Sunday 12 August 2012

Originally broadcast on CHED radio Sunday August 12th, 1964

At least once every two years, I thumb through the old family photograph album.  This precious volume has been in the family for fifty years and it was passed on by my mother to me.  there is one picture in this album that always gives me pause for thought.  It's a photograph taken at my grandfathers modest farm in Innisfail.  In the picture are twenty seven brothers, sisters, uncles, aunts, and cousins, all in one place at the same time.  The picture was taken in the early thirties when cars were slow and not too dependable and roads were gravelled, and could be counted on to be dusty and dirty.  And yet, somehow, because we all cared, we managed to get together three or four times a years, for a sort of a family reunion.  Some of the old-timers in the picture are gone but youngsters have come along to fill in the gaps.  And yet, today when cars can travel swiftly and roads are smooth and straight; when the Bay of Fundy is only four hours from Vancouver Island; we never manage to get together.  Each of us claims to be too busy to "get down there for the weekend".  And so weeks slip into months and months into years, and the family grows farther and farther apart.

Friday 3 August 2012

Originally broadcast on CHED Radio, Edmonton, Alberta, Canada June 26,1964

Let me tell you how my day went.  I didn't sleep well last night.  My bed was lumpy.  It hasn't been properly made for the last while.  The radio told me I was twenty minutes behind schedule.  I forgot th wind the clock last night.  I went to the drawer for a clean handkerchief.  There was none. I selected the last pair of socks from my drawer but there was a hole in one toe.  I had to wear the same shirt I wore yesterday because the soiled ones had not been sent out to the laundry.  I went to the kitchen to fix a little breakfast.  Bacon and eggs.  (How long has it been since I ate something that wasn't fried?)  The frying pan was dirty and sitting in the sink with last nights dinner dishes.  The Ivy plant on the window ledge looked rather sick.  I had forgotten to water it. I looked out the windows and noticed that the flower beds were in much the same state.  They looked as neglected as they were.  I thought again about the inner man and decided a little light breakfast food would do.  I poured out a bowl of corn flakes and went for the milk.  I had forgotten to put out the bottles.  I planned to try and catch a bite at coffee time.  My suit looked a little wrinkled.  I hadn't remembered to send it to the cleaners.  At the end of the day I went home to the empty drawers, the dirty frying pan and dishes, the empty milk jug, the dying ivy and the limp flower beds and I thought to myself, life just isn't worth living when the little woman takes a week off to visit Aunt Martha.
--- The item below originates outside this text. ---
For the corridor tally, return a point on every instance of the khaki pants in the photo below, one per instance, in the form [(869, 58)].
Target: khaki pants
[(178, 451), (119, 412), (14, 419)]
Originally broadcast on CHED Radio, Edmonton, Alberta, Canada January 22,1964

The late John Barrymore uttered a great deal of nonsense in his lifetime.  He lived high and hard and to many his life would appear to be an abominable waste.  He did however say one thing that I shall never forget.  Barrymore said "Happiness usually comes into a door you never knew you left open"!  My goodness isn't that true?  All of us are inclined to hunt and chase happiness.  We think we find it in pretentious homes, in the latest model cars, and cocktail and dinner parties, and all the many gadgets with which we clutter up our lives. Yet who among us cannot reflect on the real happy times.  They are so few yet so precious.  The moment we gaze upon our first born.  The quiet moments beside the fireside when the youngsters have been tucked in.  The gentle snow falling outside on a crisp Christmas eve.  Long hours beside still waters.  Gentle words and held hands by candlelight in some small warm cafe.  The smell of fresh bread.  The feeling of crisp sheets.  The look of checked tablecloths.  The taste of warm coffee on a cold morning.  The tender kiss of a child.  The sound of those three wonderful words, "I love you".  These are the times to enjoy and remember.   These are the moments that enrich our hurried lives. Yes, happiness does come in through a door we didn't even know we left open.